“People are different, Fliss,” she said gravely. “They’re nice women—these friends of your ma’s—even if they don’t seem very genteel. And it’s been my experience that it’s best to take folks as you find them.”

“I don’t want to take folks like this—at all. I just want to get away from them.”

“So you do; but your ma likes them. They’re the people she knows best and some of them have been awfully good to her. She was telling me how Mrs. Ellis——”

“I know, Ellen. She probably enjoyed it, too. All those women think about is babies and who’s going to have one next.”

Ellen flushed a little. “That’s awful talk, Fliss.”

“Awful! It’s all you hear. Honestly, I don’t know who’s worst—the women in there or the girls I know. If you get shocked at a little thing like that, you ought to hear the way the girls talk. Marjorie Foster—she’s Marjorie Grant now—who was married last month had all the girls in to tea the other day. And you should hear them talk! All about their husbands—and babies—and such.”

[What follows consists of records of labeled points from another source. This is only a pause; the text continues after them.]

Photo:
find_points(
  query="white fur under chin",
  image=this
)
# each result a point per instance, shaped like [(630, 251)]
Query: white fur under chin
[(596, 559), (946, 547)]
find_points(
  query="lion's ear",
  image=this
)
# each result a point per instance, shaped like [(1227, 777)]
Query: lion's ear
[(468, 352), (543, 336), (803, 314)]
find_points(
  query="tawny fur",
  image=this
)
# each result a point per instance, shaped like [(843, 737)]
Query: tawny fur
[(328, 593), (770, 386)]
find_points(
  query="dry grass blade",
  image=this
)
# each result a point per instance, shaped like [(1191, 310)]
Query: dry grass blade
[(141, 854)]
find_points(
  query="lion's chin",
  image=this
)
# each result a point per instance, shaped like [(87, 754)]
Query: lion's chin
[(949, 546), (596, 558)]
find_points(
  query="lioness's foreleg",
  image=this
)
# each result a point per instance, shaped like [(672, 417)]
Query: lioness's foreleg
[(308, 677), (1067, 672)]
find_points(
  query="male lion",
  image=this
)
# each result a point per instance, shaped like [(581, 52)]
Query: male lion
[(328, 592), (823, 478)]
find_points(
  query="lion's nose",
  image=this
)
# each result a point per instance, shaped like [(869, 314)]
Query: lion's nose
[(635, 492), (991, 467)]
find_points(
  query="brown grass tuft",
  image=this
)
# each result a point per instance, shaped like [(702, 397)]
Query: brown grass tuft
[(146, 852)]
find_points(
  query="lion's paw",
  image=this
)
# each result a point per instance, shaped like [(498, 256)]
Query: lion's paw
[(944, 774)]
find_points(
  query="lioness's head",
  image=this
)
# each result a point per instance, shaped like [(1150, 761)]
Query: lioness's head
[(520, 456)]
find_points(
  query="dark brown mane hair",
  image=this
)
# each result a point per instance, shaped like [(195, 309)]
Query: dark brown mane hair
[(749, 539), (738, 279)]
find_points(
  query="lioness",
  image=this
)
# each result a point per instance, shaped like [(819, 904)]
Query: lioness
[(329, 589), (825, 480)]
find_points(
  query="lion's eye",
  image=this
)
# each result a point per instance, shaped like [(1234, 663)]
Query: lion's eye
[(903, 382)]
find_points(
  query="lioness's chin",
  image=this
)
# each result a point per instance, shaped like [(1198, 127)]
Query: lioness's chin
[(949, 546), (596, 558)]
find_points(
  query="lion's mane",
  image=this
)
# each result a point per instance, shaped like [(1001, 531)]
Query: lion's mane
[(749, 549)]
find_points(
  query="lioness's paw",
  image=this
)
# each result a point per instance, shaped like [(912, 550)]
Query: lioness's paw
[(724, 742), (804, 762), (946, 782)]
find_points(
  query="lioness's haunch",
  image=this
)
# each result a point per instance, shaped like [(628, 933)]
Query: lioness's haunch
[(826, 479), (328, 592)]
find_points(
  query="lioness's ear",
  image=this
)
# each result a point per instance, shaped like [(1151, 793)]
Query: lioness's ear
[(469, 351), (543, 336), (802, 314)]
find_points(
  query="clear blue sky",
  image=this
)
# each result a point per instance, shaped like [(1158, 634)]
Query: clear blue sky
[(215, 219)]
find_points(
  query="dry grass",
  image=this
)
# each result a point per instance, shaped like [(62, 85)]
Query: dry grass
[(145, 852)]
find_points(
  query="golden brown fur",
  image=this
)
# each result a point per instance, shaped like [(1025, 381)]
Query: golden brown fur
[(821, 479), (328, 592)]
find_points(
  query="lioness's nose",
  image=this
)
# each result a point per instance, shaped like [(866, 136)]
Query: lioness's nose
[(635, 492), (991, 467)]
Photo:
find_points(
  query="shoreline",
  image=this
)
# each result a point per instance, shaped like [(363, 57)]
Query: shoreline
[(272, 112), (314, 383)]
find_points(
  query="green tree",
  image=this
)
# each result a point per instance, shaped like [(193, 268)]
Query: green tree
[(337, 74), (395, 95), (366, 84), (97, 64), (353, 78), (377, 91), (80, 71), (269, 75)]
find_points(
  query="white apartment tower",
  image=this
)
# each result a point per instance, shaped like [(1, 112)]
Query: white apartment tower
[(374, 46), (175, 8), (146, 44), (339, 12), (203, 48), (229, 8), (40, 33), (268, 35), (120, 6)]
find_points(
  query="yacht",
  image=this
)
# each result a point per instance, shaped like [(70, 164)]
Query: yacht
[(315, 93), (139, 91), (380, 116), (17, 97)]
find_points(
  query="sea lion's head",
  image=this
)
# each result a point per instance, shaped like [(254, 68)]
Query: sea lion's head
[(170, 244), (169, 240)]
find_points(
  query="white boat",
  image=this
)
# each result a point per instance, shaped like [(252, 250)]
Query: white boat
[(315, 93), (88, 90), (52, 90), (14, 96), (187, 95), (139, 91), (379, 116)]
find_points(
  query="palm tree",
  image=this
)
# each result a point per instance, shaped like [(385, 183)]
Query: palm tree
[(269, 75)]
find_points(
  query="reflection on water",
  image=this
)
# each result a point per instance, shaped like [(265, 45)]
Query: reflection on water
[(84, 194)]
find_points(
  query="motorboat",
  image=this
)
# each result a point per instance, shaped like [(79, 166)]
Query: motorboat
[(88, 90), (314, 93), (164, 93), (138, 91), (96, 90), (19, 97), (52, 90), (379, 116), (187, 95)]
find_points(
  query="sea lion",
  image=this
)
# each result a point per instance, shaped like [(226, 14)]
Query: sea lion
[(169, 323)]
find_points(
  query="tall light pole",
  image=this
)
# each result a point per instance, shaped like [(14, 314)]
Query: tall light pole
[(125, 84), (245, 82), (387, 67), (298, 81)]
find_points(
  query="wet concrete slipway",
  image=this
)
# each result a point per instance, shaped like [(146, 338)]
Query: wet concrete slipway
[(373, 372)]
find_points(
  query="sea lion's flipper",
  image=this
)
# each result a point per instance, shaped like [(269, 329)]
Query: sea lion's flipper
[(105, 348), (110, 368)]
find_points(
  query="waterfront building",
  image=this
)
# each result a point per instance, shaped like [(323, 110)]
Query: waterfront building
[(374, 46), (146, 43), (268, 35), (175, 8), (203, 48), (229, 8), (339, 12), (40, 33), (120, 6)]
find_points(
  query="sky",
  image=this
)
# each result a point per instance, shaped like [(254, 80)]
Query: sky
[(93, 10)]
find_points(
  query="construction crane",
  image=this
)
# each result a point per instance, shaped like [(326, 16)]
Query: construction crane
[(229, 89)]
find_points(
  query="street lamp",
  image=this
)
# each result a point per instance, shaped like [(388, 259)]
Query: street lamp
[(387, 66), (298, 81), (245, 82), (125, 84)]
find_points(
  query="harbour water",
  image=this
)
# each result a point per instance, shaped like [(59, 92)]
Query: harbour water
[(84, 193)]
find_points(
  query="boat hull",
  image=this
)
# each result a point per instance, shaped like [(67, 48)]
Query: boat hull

The flush on Ellen’s face had risen to her very eyebrows.

“Well, you needn’t talk it to me, Fliss. I think it’s disgusting. I may be country and all that, but I know what’s decent and I don’t think girls who talk like that are.”

Fliss let it drop. She wondered what Ellen would have said if she could have heard her airing her views at Marjorie Grant’s tea on the way she meant to run marriage.

The crowning event of the afternoon approached—the presentation of the prize—to be followed quickly, as if to forestall the disappointment of the losers, by the “refreshments.” Fliss watched the lady with the highest score receive the tissue paper package with anticipatory smiles and giggling, untie the ribbon and hold the painted plate up for the group to see. There was great admiration, a general close inspection. The booby prize, a box of chocolates, was given and received with even more merriment and the ladies settled back, ready for Fliss to proceed with a folded napkin for each capacious lap. Fliss dropped them with a careless little air of detachment that did not quite pretend to hauteur, but approached it. She did not want to talk to them; serve them if she must, but preserve her aloofness at all costs. But even that was not left to her. It was the same Mrs. Ellis, no doubt with a kind of proprietary interest in this slim, silk-clad girl, whom she had first seen as a red little baby emerging into the world under difficulties, who insisted on detaining her for an intimate bit of conversation.